A l’occasion de la 10e Journée internationale des maladies rares, le 28 février, le besoin de moyens pour financer plus de recherches afin d’offrir un espoir de traitement aux patients sera à nouveau mis en avant.

Plus de 7 000 maladies rares, 3 millions de Français concernés (1 sur 20), dont 97 % sans traitement, 1 malade sur 3 sans diagnostic. Ces chiffres soulignent l’ampleur des besoins médicaux toujours existants et la nécessité de renforcer les efforts de recherche.
Reconnue comme un accélérateur de la recherche en France, la Fondation maladies rares a été créée il y a cinq ans par l’AFM Téléthon, l’Alliance maladies rares, l’Inserm, la Conférence des directeurs généraux des CHU et la Conférence des présidents d’université. Elle finance et accompagne les équipes de recherche et a à son actif plus de 267 projets d’excellence soutenus pour un total de 7 millions d’euros.

« Notre équipe de 7 responsables régionaux intervient aussi au plus près des médecins et des équipes de recherche académique pour les faire travailler ensemble. En cinq ans, nos résultats sont probants, avec l’identification de 55 nouveaux gènes impliqués dans ces maladies, la création de plus de 60 modèles expérimentaux pour tester de nouvelles pistes thérapeutiques, l’accompagnement du développement de 71 candidats médicaments et 27 projets en sciences humaines et sociales pour l’amélioration du parcours de vie des personnes concernées », rappelle Ludovic Dupont, Directeur adjoint de la Fondation maladies rares.

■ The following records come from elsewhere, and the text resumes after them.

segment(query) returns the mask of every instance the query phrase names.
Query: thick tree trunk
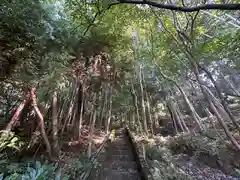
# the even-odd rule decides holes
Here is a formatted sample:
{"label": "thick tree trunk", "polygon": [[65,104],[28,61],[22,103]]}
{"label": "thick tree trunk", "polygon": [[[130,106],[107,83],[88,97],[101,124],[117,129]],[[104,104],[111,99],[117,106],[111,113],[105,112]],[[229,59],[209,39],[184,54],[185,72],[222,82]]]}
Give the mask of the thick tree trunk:
{"label": "thick tree trunk", "polygon": [[151,113],[151,106],[150,106],[150,101],[149,101],[149,97],[148,97],[147,91],[145,91],[145,96],[146,96],[147,112],[148,112],[148,119],[149,119],[150,129],[151,129],[151,133],[153,134],[155,129],[154,129],[154,123],[153,123],[152,113]]}
{"label": "thick tree trunk", "polygon": [[96,93],[93,95],[93,116],[92,116],[92,123],[90,124],[90,134],[89,134],[89,143],[88,143],[88,158],[91,157],[92,154],[92,139],[93,139],[93,134],[94,134],[94,126],[96,122],[96,116],[97,116],[97,111],[96,111]]}
{"label": "thick tree trunk", "polygon": [[58,142],[58,115],[57,115],[57,92],[53,93],[52,97],[52,135],[53,135],[53,152],[55,157],[59,157],[59,142]]}
{"label": "thick tree trunk", "polygon": [[145,101],[144,101],[144,90],[143,90],[143,80],[142,80],[142,69],[139,66],[139,85],[141,91],[141,105],[142,105],[142,120],[143,120],[143,127],[145,133],[148,134],[148,126],[147,126],[147,118],[146,118],[146,108],[145,108]]}
{"label": "thick tree trunk", "polygon": [[140,133],[143,134],[143,127],[142,127],[142,123],[140,121],[140,115],[139,115],[139,109],[138,109],[138,103],[137,103],[138,99],[137,99],[137,95],[136,95],[136,91],[134,89],[133,83],[132,83],[131,94],[132,94],[132,98],[133,98],[133,104],[134,104],[134,107],[135,107],[135,112],[136,112],[136,115],[137,115],[137,122],[138,122],[138,125],[139,125],[139,128],[140,128]]}
{"label": "thick tree trunk", "polygon": [[108,116],[107,116],[107,122],[106,122],[106,132],[109,133],[109,126],[111,123],[111,118],[112,118],[112,86],[110,87],[110,92],[109,92],[109,109],[108,109]]}
{"label": "thick tree trunk", "polygon": [[68,107],[68,111],[67,111],[67,115],[65,117],[64,124],[63,124],[63,127],[62,127],[61,134],[64,132],[67,124],[69,124],[70,119],[72,117],[72,112],[73,112],[74,102],[75,102],[74,99],[76,97],[76,92],[77,92],[77,88],[73,90],[73,93],[72,93],[72,96],[71,96],[71,99],[70,99],[70,103],[69,103],[69,107]]}
{"label": "thick tree trunk", "polygon": [[102,109],[101,109],[101,117],[100,117],[100,121],[99,121],[99,124],[100,124],[101,126],[104,126],[104,125],[105,125],[105,124],[104,124],[104,114],[105,114],[105,112],[106,112],[108,91],[109,91],[108,84],[104,84],[104,86],[103,86],[104,99],[103,99],[103,105],[102,105]]}
{"label": "thick tree trunk", "polygon": [[179,117],[180,122],[182,122],[183,129],[185,129],[185,130],[183,130],[183,131],[184,131],[184,132],[185,132],[185,131],[190,132],[189,129],[188,129],[188,127],[187,127],[187,125],[186,125],[186,123],[185,123],[185,120],[184,120],[184,118],[183,118],[183,114],[181,113],[181,110],[180,110],[180,108],[178,107],[178,105],[176,106],[176,112],[177,112],[177,114],[178,114],[178,117]]}
{"label": "thick tree trunk", "polygon": [[84,102],[85,102],[85,98],[84,98],[84,88],[83,88],[83,90],[82,90],[81,109],[80,109],[79,128],[78,128],[78,132],[79,132],[79,140],[80,140],[80,138],[81,138],[82,124],[83,124],[83,109],[84,109]]}
{"label": "thick tree trunk", "polygon": [[34,108],[34,111],[36,113],[36,116],[38,118],[38,123],[39,123],[39,127],[40,127],[40,132],[42,134],[42,137],[43,137],[43,140],[46,144],[46,150],[47,150],[47,153],[49,155],[49,158],[52,159],[52,150],[51,150],[51,146],[50,146],[50,143],[49,143],[49,140],[48,140],[48,137],[47,137],[47,134],[46,134],[46,131],[45,131],[45,125],[44,125],[44,119],[43,119],[43,115],[42,113],[40,112],[38,106],[37,106],[37,100],[36,100],[36,89],[35,88],[31,88],[30,90],[30,95],[31,95],[31,101],[32,101],[32,106]]}
{"label": "thick tree trunk", "polygon": [[20,115],[21,115],[21,112],[24,108],[24,106],[26,105],[27,103],[27,100],[23,100],[21,102],[21,104],[18,106],[18,108],[16,109],[16,111],[14,112],[10,122],[8,123],[7,127],[6,127],[6,130],[7,131],[11,131],[12,128],[13,128],[13,125],[19,120],[20,118]]}

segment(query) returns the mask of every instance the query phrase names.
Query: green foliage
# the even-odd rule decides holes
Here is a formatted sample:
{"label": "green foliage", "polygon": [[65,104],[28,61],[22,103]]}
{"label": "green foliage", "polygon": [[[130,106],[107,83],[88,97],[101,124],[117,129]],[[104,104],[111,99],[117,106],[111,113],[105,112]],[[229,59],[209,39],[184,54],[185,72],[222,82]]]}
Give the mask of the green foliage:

Ces réalisations reflètent l’évolution des défis posés aux maladies rares. La Fondation maladies rares explore également de nouvelles pistes d’accès plus rapide au traitement, comme par exemple le repositionnement de molécules connues – un vivier d’innovations pour le traitement de maladies rares – qui concerne la moitié des molécules accompagnées par la fondation. Ce modèle de repositionnement intéresse aussi de nombreuses entreprises du médicament avec, comme avantages, un temps de développement raccourci et des effets secondaires bien connus.

Autre défi des maladies rares : le modèle économique. Chaque maladie rare concerne un faible nombre de patients, ce qui peut amener des coûts de développement du médicament et un prix du traitement élevés. « Le coût d’accès à l’innovation thérapeutique est aujourd’hui très élevé et nous manquons de données médico-économiques solides permettant d’apprécier objectivement le coût des traitements innovants au regard du coût de la prise en charge de ces maladies en l’absence de traitement », poursuit Ludovic Dupont. Toutes ces questions essentielles sont au coeur du 3e Plan national maladies rares, en cours de rédaction. « La Fondation maladies rares entend faire valoir sa légitimité et son rôle de coordinateur pour accélérer la recherche sur les maladies rares, avec les moyens financiers nécessaires pour y parvenir », conclut Ludovic Dupont.